Un irrefrenabile cupio dissolvi? In realtà la partita che ha come epicentri Milano, Roma e Napoli riguarda anche il futuro assetto del Pd.
Matteo Renzi, il suo leader, ha un sogno: farne il contenitore di un consenso vasto e trasversale, stile vecchia Dc. Sala e il suo serbatoio elettorale, che va dal centro a destra (fu city manager di Letizia Moratti, qualcosa vorrà pur dire) ne costituisce il prodromo perfetto. Perché porta a casa quei voti lì, ma indossando la casacca del centrosinistra. Renzi lo dice esplicitamente: "Chi fa lo schifiltoso, poi perde". Della serie: come il denaro, anche i voti non hanno odore.

La stessa logica, peraltro, si riproduce in queste ore con la migrazione dei cuffariani (da Totò Cuffaro, il governatore "vasca vasa" finito in galera per collusioni mafiose) che in Sicilia si stanno spostando in blocco nel Pd, diventato il barcone della speranza politica per i dannati dell'ex Dc e poi Udc. Chissà chi paga, e come, il biglietto.

Non diversa la storia dei 300 neo tesserati a Sarzana. Trecento, né giovani né forti verrebbe da dire, che si preparano a colonizzare il Pd ligure per consentire poi l'assalto alla segreteria regionale. Ruolo decisivo, in vista delle elezioni comunali a Genova del prossimo anno, e sul quale ha messo gli occhi l'ex governatore Claudio Burlando. Magari non per se', ma per qualche uomo (o donna) fidato. Che intanto potrebbe scaldare i motori cominciando a pesare nella competizione di primavera a Savona.

Anche qui non ci si discosta dal disegno più generale di Renzi.
Ed è su questo che Burlando punta, cercando di portare a casa quanti più consensi possibili, dopo le prove generali fatte alle primarie per le regionali, avendo nel mirino non una cadrega ligure, bensì la comoda poltrona di un incarico nazionale.

C'è chi ritiene che il progetto renziano abbia anche un nome: Partito della Nazione. Io, invece, credo al segretario e premier quando dice che non è vero. Perché il Pd gli basta e gli avanza. Lui va avanti per la sua strada, sono gli oppositori a lasciargli spazio. Pierluigi Bersani ulula da mesi, ma al confronto Capitan Tentenna è un decisionista. E così gli altri.

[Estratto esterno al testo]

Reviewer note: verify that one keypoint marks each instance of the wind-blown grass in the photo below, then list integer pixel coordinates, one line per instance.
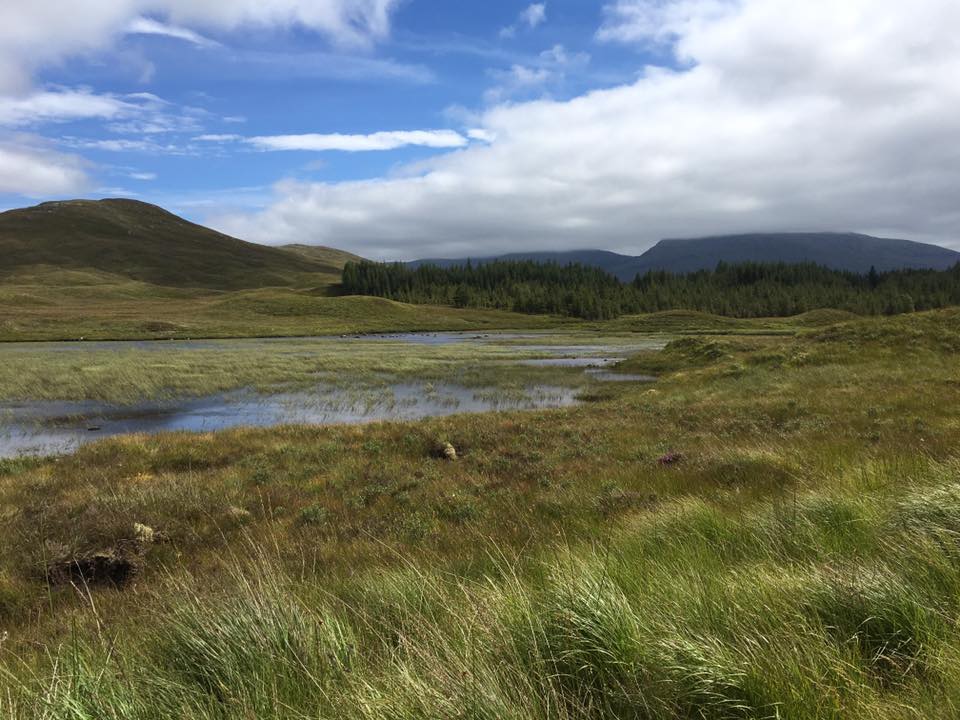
(800, 559)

Occhio, però. A Milano Sala prende il 42 per cento anziché l'atteso 45, ma se sommiamo Balzani (34%) e il terzo classificato Pierfrancesco Majorino (23%) si arriva al 57%. Centro e sinistra divisi e dunque perdenti, però maggioritari.

Renzi, allora, si faccia bene i conti e ricordi che un partito, come una buona squadra di calcio, ha bisogno dei suoi equilibri. Il suo Pd sta giocando la partita tutta al centro e a destra. Ma nessuno, fra i renziani più o meno doc, copre la fascia sinistra. E il giorno che i suoi avversari non dovessero più dividersi, il gol potrebbe subirlo da lì. Anzi, sarebbe un autogol.